In Frankreich bleibt der Aufschrei aus. Vielleicht ist die dauererregte Öffentlichkeit des Themas müde, nach immer neuen Enthüllungen über pädophile Umtriebe von (linken wie rechten) Intellektuellen der 68er-Generation. Manche aus dieser Elite fühlten sich über die Alltagsmoral erhaben. Viele glaubten ehrlich, Erwachsene hätten das Recht, ja die Aufgabe, kindliche Sexualität wachzurufen, statt sie zu unterdrücken – die Kleinen wüssten schon, was sie wollten und worauf sie sich einlassen könnten. Das erzeugte nur neuen Zwang, neues Leid, und der fatale Irrtum wird nun, viel später als in anderen Ländern, doch noch aufgearbeitet.
Stärker ist die Reaktion im deutschen Feuilleton, auch falsch zugespitzt. Nein, Sorman bezichtigt Foucault nicht, er habe Buben „auf den Gräbern vergewaltigt“, wie es in der „Zeit“heißt. Er wirft ihm nur vor, er habe in kolonialistischer Manier der Kinderprostitution Vorschub geleistet. Zwar meint er dunkel, „die Frage des Einverständnisses wurde nicht einmal gestellt“, betont aber zugleich, er sei am Friedhof ja nicht dabei gewesen. In einer Vor-Ort-Reportage des Magazins „Jeune Afrique“entlastet das greise „Gedächtnis des Dorfes“den Beschuldigten: Nicht am Friedhof, sondern daneben, im Wäldchen beim Leuchtturm habe sich Foucault vergnügt, und nicht mit Kindern, sondern jungen Burschen von „17, 18 Jahren“. Die „Süddeutsche“moniert fälschlich, dieser Zeitzeuge verharmlose „nach alter Art“, indem er behaupte, der Meister wurde umgekehrt „von den Knaben verführt“. Tatsächlich hat der Befragte nur gesagt, dass sich Foucault von ihnen „angezogen fühlte“.
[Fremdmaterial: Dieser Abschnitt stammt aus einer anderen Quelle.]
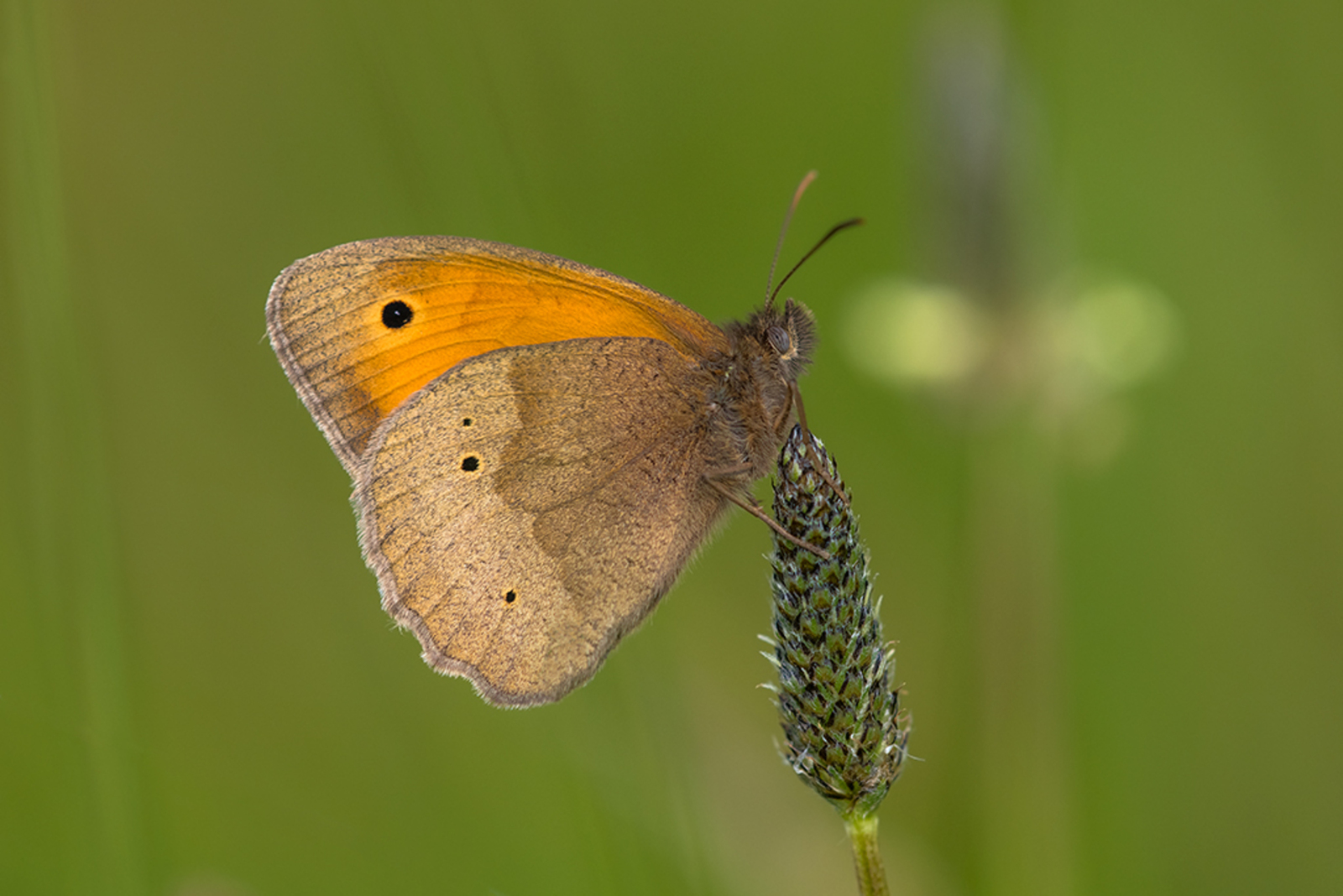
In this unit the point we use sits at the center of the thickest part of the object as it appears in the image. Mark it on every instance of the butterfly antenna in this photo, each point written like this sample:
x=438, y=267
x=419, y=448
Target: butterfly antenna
x=783, y=232
x=843, y=226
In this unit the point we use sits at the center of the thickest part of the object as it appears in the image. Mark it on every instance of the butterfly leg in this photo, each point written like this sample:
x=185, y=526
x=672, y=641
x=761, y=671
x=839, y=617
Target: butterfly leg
x=796, y=398
x=755, y=510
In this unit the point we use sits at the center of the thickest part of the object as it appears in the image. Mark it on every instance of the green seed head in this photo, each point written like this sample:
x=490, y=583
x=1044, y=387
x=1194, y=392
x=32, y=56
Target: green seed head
x=844, y=732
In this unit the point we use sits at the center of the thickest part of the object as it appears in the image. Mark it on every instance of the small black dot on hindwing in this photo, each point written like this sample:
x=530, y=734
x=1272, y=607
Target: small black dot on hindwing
x=396, y=314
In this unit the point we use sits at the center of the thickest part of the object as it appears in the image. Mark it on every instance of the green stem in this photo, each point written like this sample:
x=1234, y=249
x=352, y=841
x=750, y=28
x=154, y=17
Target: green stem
x=866, y=856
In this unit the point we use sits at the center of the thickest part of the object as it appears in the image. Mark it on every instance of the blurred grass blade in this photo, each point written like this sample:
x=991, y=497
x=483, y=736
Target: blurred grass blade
x=66, y=759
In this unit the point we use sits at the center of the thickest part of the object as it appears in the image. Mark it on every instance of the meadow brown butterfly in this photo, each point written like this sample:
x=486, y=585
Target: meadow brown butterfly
x=537, y=447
Macht, Sexualität und Wahrheit
Dennoch: Hier geht es nicht, wie bei vielen Künstlerbiografien, um private Verfehlungen, die an der Dignität des Werkes nichts ändern. Es geht um den wohl meistzitierten Philosophen unserer Tage, dessen Denken um genau jene Themen kreiste, die hier angesprochen sind: Macht und Sexualität. Mit seinem geduldigen Wühlen in den Archiven legte Foucault anonyme Machtstrukturen bloß, die den modernen Menschen sein Leben lang disziplinieren, vom Kindergarten bis zum Altersheim. Sie formen uns, machen uns zum Rädchen im Getriebe. Wie auch die Diskurse, deren vermeintlich absoluter Autorität wir uns unterwerfen – in Coronazeiten jenen der Wissenschaft und der „Biopolitik“. In seiner düstersten Phase folgerte Foucault daraus den „Tod des Subjekts“: „Der Mensch verschwindet wie am Meeresufer ein Gesicht im Sand.“Liefern die Vorwürfe gegen ihn einen zynischen Beweis dafür? War auch der Analytiker selbst außerstande, sich von der Erbsünde seiner Strukturen zu befreien, weil er als Weißer, Kolonialist und bourgeoiser Professor gar nicht anders konnte, als junge Araber auszubeuten?
So müssten es die Anhänger der Identitätspolitik sehen, die sich vor allem in Amerika auf Foucault berufen. Sie deuten ihn trivialisiert, teilen die Welt in Gut und Böse, Täter und Opfer auf, was ihm ganz fernlag. Diese Freunde der „Cancel Culture“stehen nun vor der peinlichen Frage, ob sie ihr eigenes Idol canceln müssen.
Foucault selbst überwand den Strukturalismus in seinem Spätwerk. Er ließ das Subjekt wieder auferstehen, durch eine eigenverantwortliche „Sorge um sich selbst“– auch dank der Kraft der Sexualität, die sich nie unterdrücken lässt, die in ihrer befreienden Kraft immer schöpferisch wirksam bleibt. Sollte nun auch diese frohe Botschaft verschwinden „wie ein Gesicht im Sand“? Nach Vorwürfen gegen das Sexualverhalten ihres Verkünders, die sich wohl weder bestätigen noch widerlegen lassen? Hoffentlich nicht. Neu lesen muss man Foucault freilich schon. Aber das hat sich noch immer gelohnt.